The most rain was received north of Rosetown, in RM 317, where over 125 mm was recorded Monday night; the area experienced some flooding but most of the water was able to soak in. The Biggar area received 69 mm, the Dinsmore area 65 mm, the Bienfait and Rhein areas 41 mm, the Duck Lake area 34 mm and the Tyner and Bruno areas 25 mm. Many other areas received rain this past week.

With the rainstorms came the wind, which delayed many producers from being able to spray for weeds and insects such as flea beetles, cutworms and grasshoppers.

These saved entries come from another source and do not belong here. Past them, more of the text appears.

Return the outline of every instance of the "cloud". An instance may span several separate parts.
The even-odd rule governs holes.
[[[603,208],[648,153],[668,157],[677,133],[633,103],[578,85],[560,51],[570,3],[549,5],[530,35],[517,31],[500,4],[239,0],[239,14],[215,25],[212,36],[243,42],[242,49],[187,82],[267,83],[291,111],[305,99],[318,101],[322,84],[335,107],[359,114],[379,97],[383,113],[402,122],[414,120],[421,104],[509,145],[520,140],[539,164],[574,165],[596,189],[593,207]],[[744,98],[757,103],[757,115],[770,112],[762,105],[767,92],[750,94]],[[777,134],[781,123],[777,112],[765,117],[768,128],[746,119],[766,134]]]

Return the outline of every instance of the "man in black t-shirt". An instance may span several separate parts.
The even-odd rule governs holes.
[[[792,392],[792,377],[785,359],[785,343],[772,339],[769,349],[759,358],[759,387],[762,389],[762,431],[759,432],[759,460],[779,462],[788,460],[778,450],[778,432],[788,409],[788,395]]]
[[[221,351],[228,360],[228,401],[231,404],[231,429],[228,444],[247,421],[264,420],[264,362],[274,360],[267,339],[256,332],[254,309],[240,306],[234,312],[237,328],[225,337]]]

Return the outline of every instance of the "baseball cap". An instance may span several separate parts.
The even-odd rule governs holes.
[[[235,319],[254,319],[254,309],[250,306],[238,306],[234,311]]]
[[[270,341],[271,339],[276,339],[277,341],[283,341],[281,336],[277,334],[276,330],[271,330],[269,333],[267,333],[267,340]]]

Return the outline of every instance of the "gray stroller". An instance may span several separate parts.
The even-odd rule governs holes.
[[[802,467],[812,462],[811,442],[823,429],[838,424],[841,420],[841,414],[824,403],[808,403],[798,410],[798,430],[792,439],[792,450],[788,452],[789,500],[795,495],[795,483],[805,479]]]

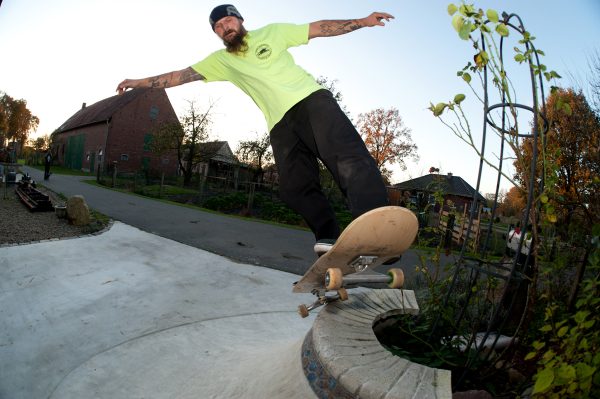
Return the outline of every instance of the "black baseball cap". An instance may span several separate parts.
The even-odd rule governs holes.
[[[214,31],[215,24],[221,18],[225,18],[225,17],[229,17],[229,16],[237,17],[237,18],[241,19],[242,21],[244,20],[244,18],[242,18],[242,14],[240,14],[240,12],[237,10],[237,8],[235,8],[235,6],[232,6],[231,4],[221,4],[220,6],[216,6],[210,13],[210,17],[208,18],[208,22],[210,22],[210,27]]]

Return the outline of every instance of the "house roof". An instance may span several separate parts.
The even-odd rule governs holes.
[[[475,192],[475,189],[460,176],[454,176],[450,173],[448,175],[430,173],[416,179],[394,184],[392,187],[405,191],[434,192],[440,190],[445,194],[468,198],[473,198],[473,193]],[[477,193],[477,200],[485,201],[485,198],[480,193]]]
[[[198,146],[200,154],[203,158],[209,158],[214,161],[225,163],[237,163],[236,157],[233,155],[229,143],[227,141],[209,141],[200,143]]]
[[[115,112],[117,112],[118,110],[120,110],[139,96],[143,95],[148,90],[151,89],[129,90],[123,93],[122,95],[116,95],[109,98],[105,98],[104,100],[98,101],[95,104],[82,108],[69,119],[67,119],[67,121],[57,129],[57,132],[62,133],[83,126],[93,125],[96,123],[104,123],[110,118],[112,118]]]

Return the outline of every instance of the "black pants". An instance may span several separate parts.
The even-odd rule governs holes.
[[[316,91],[292,107],[270,136],[281,198],[302,215],[317,240],[340,234],[321,190],[317,158],[348,199],[353,217],[388,204],[375,160],[329,91]]]

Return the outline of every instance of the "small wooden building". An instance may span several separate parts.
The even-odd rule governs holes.
[[[227,141],[209,141],[198,144],[198,156],[202,162],[194,172],[203,176],[233,178],[240,163],[231,151]]]

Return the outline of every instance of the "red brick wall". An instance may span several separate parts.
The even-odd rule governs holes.
[[[69,137],[85,135],[81,169],[94,170],[102,164],[108,170],[113,161],[119,172],[139,172],[144,158],[149,159],[149,169],[174,175],[177,172],[177,153],[157,156],[144,148],[144,139],[162,122],[177,122],[177,115],[164,89],[148,90],[116,111],[107,124],[97,123],[59,134],[54,140],[54,153],[58,163],[64,165],[65,149]],[[99,152],[103,155],[100,157]],[[122,160],[127,155],[127,160]],[[92,158],[94,159],[92,160]]]
[[[115,112],[107,141],[107,165],[116,161],[119,171],[137,172],[142,170],[143,159],[149,158],[151,170],[174,175],[177,171],[175,151],[159,157],[144,149],[145,136],[162,122],[177,122],[177,115],[163,89],[149,90]],[[123,155],[128,159],[122,160]]]
[[[85,135],[85,144],[81,157],[81,169],[89,172],[91,167],[97,170],[100,150],[104,149],[104,138],[106,137],[106,124],[95,124],[65,133],[61,133],[56,137],[53,143],[54,162],[59,165],[65,164],[65,151],[69,137]]]

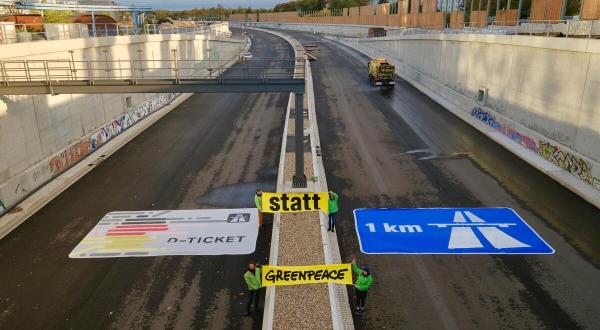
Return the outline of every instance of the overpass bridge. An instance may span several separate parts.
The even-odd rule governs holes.
[[[0,95],[108,93],[294,93],[303,130],[305,58],[223,60],[0,61]],[[306,187],[304,143],[296,137],[294,186]]]
[[[0,95],[304,93],[305,59],[0,61]]]

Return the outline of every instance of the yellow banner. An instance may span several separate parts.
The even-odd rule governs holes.
[[[329,193],[262,193],[262,212],[285,213],[321,210],[329,211]]]
[[[352,284],[352,264],[312,266],[263,266],[262,285],[312,283]]]

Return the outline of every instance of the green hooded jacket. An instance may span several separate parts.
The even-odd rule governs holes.
[[[251,271],[247,271],[244,274],[244,280],[246,281],[246,285],[248,285],[248,290],[258,290],[262,286],[260,279],[261,269],[260,267],[256,267],[254,274]]]
[[[365,276],[363,274],[362,269],[360,269],[356,264],[352,264],[352,271],[356,275],[358,275],[358,278],[356,279],[356,282],[354,283],[354,285],[356,285],[356,288],[358,289],[358,291],[369,290],[369,288],[373,284],[373,276],[371,276],[371,274],[369,274],[369,276]]]
[[[256,204],[256,208],[262,212],[262,195],[254,194],[254,204]]]
[[[338,194],[333,193],[333,199],[331,198],[327,198],[327,201],[329,202],[329,213],[337,213],[338,211]]]

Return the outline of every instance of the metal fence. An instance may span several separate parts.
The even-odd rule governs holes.
[[[423,29],[436,30],[436,29]],[[437,29],[439,30],[439,29]],[[465,23],[459,26],[447,25],[445,32],[513,34],[560,36],[566,38],[600,38],[600,21],[576,20],[520,20],[491,21],[486,26],[479,23]]]
[[[142,80],[218,79],[221,81],[304,79],[304,59],[238,58],[240,65],[227,69],[231,60],[19,60],[0,61],[0,85],[44,82],[86,82],[93,85]],[[227,72],[226,72],[227,71]],[[297,72],[294,74],[294,72]]]
[[[389,28],[386,31],[375,31],[367,35],[360,33],[354,37],[385,38],[413,34],[498,34],[498,35],[529,35],[564,38],[600,38],[600,21],[547,20],[532,21],[492,21],[481,27],[475,23],[440,28],[439,26],[419,28]]]
[[[282,28],[286,23],[237,23],[231,26],[267,26]],[[296,24],[300,25],[300,24]],[[309,24],[301,24],[312,26]],[[396,27],[380,26],[385,31],[367,32],[367,28],[360,32],[349,32],[344,30],[344,25],[339,25],[338,32],[332,30],[332,26],[327,25],[330,35],[350,36],[350,37],[373,37],[385,38],[390,36],[411,35],[411,34],[440,34],[440,33],[475,33],[475,34],[497,34],[497,35],[530,35],[530,36],[548,36],[565,38],[588,38],[600,39],[600,20],[520,20],[520,21],[490,21],[485,26],[481,23],[467,22],[460,24],[446,24],[421,26],[421,27]],[[308,30],[308,29],[304,29]],[[312,31],[312,28],[310,29]],[[315,31],[318,28],[315,27]]]
[[[167,24],[147,24],[134,28],[117,23],[0,23],[0,44],[42,40],[64,40],[90,37],[116,37],[143,34],[197,34],[216,38],[230,37],[231,32],[211,29],[210,25],[176,27]]]

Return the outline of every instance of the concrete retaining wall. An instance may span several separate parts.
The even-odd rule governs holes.
[[[230,60],[245,41],[151,35],[0,46],[0,59],[75,60],[206,58]],[[141,52],[138,52],[141,50]],[[0,96],[0,212],[122,131],[168,104],[175,94]]]
[[[369,35],[369,28],[375,25],[340,25],[340,24],[302,24],[302,23],[251,23],[250,26],[257,26],[268,29],[285,29],[306,32],[319,32],[342,36],[361,36]],[[396,28],[390,27],[390,30]]]
[[[465,96],[474,117],[600,189],[600,41],[440,34],[361,44],[440,94]],[[485,106],[473,101],[480,88]]]

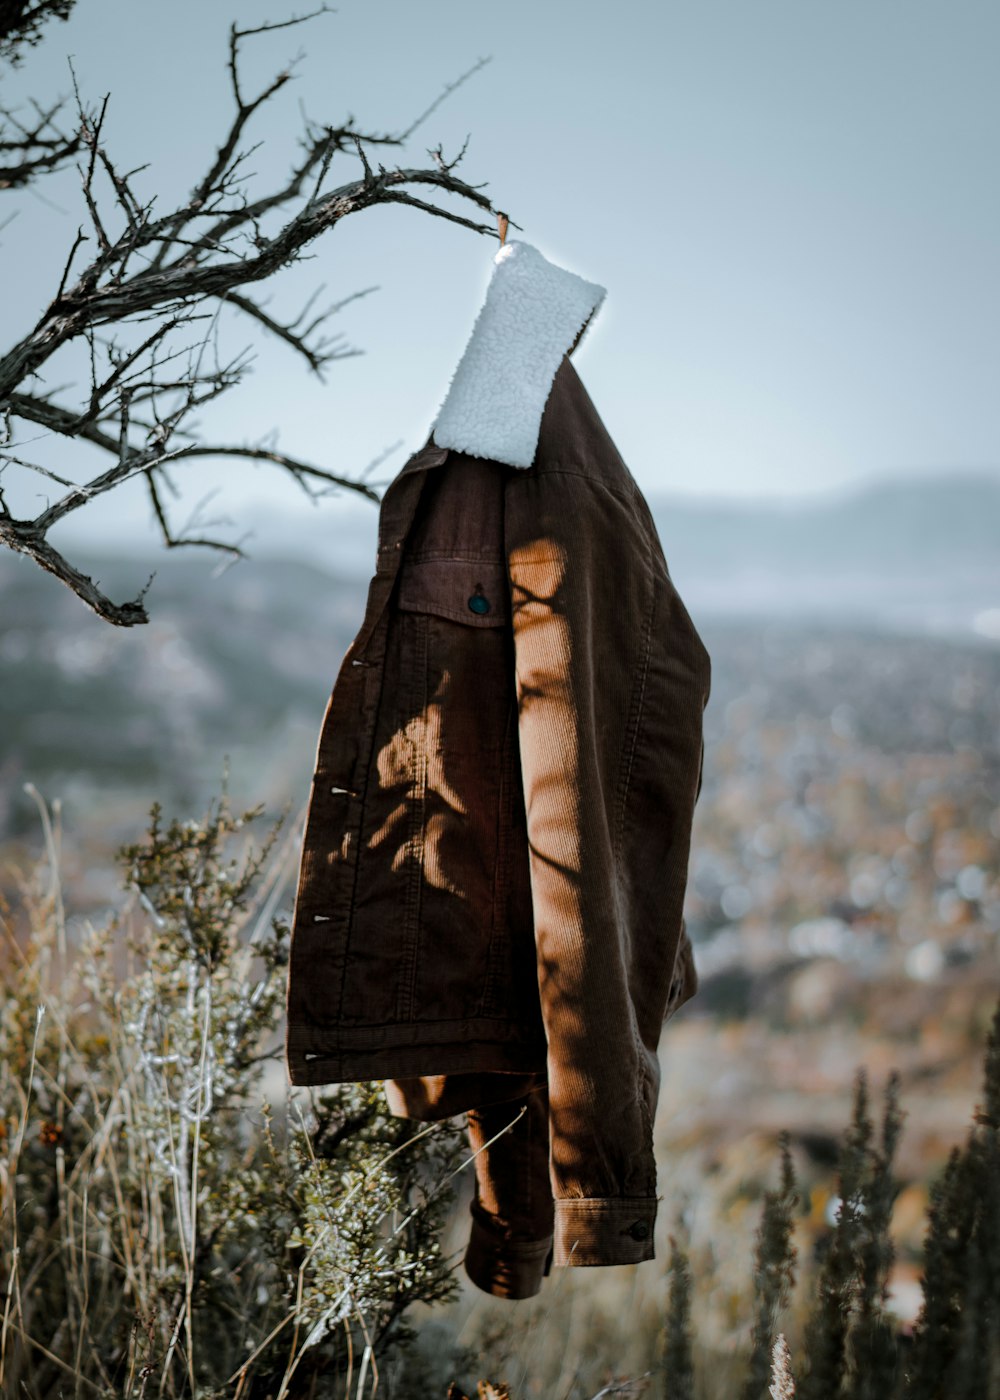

Provincially, topsoil moisture conditions have improved compared to the previous week. Cropland topsoil moisture is rated seven per cent surplus, 65 per cent adequate, 19 per cent short and nine per cent very short. Hay and pasture land is rated as six per cent surplus, 61 per cent adequate, 24 per cent short and nine per cent very short. For some hay fields in drier areas, the rain might have come too late and the hay crop may not be ready for first cut in a couple of weeks. In areas where moisture was abundant, the crops look very good.

Provincially, 69 per cent of fall cereals, 60 per cent of pulse crops, 50 per cent of spring cereals and 41 per cent of oilseed crops are at their normal stages of development for this time of year.

Crop conditions across the province mostly range from fair to good. With the recent rains, producers are hopeful that conditions will improve, especially in the west. Most damage this week was from drought, flooding, insects (flea beetles, grasshoppers and cutworms), gophers, hail and wind. Producers have wrapped up some of their reseeding operations and are now turning their focus back to spraying to keep pests under control.